In this ecosystem, only one child inherits. All of the other children in any generation are expected to eventually leave the family and go on to establish themselves in some other institution. The chosen successor, usually the eldest son, inherits the family and everything to do with the family, and the rest of the children have to find their own way in the world.

In theory, the “ie” should last forever and in principle never dies. Japanese culture plays down the role of the individual and places significance on the importance of conformity and the success of the group.

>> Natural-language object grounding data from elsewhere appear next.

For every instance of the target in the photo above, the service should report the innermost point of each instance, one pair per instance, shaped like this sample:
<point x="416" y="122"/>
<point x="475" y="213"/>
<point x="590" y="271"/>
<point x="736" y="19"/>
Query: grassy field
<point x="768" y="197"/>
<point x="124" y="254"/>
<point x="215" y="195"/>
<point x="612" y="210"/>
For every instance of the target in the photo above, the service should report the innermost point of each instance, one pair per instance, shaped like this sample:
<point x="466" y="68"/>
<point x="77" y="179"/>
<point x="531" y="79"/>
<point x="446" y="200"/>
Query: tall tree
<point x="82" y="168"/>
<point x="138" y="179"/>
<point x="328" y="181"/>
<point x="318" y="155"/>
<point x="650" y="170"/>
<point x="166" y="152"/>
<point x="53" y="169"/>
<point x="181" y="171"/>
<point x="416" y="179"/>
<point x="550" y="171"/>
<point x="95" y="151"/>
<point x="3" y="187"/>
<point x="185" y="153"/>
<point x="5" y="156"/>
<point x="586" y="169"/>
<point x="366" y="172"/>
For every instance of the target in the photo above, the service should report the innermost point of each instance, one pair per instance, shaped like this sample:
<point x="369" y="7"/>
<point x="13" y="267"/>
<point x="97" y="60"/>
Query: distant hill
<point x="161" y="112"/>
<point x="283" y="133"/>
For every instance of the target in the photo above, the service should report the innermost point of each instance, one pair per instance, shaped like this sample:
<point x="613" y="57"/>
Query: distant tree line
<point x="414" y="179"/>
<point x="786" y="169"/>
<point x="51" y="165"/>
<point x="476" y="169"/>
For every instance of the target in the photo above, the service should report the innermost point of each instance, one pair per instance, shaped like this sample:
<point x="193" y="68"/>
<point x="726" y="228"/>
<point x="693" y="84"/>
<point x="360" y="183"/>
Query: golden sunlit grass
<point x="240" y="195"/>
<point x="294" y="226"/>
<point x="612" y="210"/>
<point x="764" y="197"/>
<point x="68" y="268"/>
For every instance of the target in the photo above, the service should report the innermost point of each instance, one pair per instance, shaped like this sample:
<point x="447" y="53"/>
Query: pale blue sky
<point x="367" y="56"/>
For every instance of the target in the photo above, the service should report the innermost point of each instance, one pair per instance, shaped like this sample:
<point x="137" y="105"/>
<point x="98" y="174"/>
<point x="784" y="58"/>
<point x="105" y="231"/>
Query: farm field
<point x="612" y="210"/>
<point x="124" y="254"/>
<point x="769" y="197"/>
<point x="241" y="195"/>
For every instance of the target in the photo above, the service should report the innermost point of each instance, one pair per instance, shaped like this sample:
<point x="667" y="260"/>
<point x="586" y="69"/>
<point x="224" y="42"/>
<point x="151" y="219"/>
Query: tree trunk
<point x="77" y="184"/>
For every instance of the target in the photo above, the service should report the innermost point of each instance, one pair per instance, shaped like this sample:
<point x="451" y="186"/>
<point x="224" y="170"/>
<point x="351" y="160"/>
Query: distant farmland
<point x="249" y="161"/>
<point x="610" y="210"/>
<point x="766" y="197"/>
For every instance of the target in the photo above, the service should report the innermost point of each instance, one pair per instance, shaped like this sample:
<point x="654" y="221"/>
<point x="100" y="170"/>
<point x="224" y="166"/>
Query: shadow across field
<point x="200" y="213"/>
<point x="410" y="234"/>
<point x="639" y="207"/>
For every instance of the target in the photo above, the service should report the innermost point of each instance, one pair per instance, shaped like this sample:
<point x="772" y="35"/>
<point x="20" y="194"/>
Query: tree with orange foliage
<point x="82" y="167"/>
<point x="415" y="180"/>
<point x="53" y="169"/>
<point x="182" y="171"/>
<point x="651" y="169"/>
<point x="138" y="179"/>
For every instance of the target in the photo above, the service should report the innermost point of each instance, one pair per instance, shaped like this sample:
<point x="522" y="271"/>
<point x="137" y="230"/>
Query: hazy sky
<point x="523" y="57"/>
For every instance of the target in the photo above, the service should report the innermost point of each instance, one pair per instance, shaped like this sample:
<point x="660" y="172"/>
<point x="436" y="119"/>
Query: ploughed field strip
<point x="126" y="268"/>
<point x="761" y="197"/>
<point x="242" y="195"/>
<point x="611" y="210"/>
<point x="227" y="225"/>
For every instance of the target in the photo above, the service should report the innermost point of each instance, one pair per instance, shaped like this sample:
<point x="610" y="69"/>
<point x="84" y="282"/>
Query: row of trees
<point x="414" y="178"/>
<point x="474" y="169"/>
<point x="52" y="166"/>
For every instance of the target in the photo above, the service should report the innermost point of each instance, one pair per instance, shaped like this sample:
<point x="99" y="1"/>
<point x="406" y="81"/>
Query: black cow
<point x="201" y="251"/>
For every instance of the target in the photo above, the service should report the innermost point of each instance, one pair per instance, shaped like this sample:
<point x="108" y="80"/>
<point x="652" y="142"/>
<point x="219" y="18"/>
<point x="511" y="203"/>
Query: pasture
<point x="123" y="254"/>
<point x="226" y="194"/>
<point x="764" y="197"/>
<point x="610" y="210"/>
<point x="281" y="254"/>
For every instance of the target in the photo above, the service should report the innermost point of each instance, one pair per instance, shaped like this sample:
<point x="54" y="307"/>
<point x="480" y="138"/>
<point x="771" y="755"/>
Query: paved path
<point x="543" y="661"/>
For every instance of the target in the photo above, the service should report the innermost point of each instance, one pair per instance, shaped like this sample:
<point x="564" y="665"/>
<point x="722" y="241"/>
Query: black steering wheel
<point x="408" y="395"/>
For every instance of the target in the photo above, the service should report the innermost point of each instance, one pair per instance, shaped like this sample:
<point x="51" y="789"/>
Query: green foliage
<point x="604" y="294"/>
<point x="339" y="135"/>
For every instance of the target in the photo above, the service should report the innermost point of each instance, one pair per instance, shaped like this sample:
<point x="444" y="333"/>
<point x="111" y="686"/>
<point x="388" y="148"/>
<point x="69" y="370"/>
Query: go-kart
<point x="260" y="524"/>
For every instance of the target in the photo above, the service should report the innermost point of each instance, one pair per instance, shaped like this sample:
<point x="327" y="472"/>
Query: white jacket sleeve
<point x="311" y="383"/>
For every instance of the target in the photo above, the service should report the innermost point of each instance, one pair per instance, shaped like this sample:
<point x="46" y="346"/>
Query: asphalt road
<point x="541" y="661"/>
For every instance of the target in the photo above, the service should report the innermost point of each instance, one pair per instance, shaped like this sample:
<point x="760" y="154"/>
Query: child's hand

The primary objective of an “ie” is to preserve the clan. Therefore, it entails: (1) long-term planning, (2) priority to market share, rather than profit, (3) weak shareholder position, (4) resisting mergers and acquisitions, and (5) displaying, even more, strength in the face of adversity.

Since the company should last forever, a Japanese family business based on the “ie” principle will have very few disturbances from misalignment or possible frictions between the different family circles.

The Chairman/CEO and head of the “ie” is usually in full control and the family is programmed to support him in any possible way.

In case there are no children or the offspring of the owning family is not willing or capable to fill the position, the head of the “ie” can rope in an outsider via adoption.

This centuries-old adult adoption practice in Japan was developed as a mechanism for families to extend their family name, estate and ancestry without an unwieldy reliance on bloodlines.  The Chairman/ CEO of the “ie” can substitute his own bloodline with a competent person that he likes.

By choosing a “mini-me” he can ensure the survival of the business and bar incompetent heirs from ruining the family lineage. The effect is twofold: (1) his own children will be much more aligned to the overall business goals; (2) he signals to his employees or talent pool that they also have a theoretical chance to make it big.

It is the unwritten spirit of “ie” and truly lived unity that is powerful. Written agreements are important, but worthless if the core “ie” does not exist.

This addresses the question why Japan has 7 out of the 10 oldest companies on the planet and also has the highest concentration of old family businesses by any measure such as GDP, population, and land mass.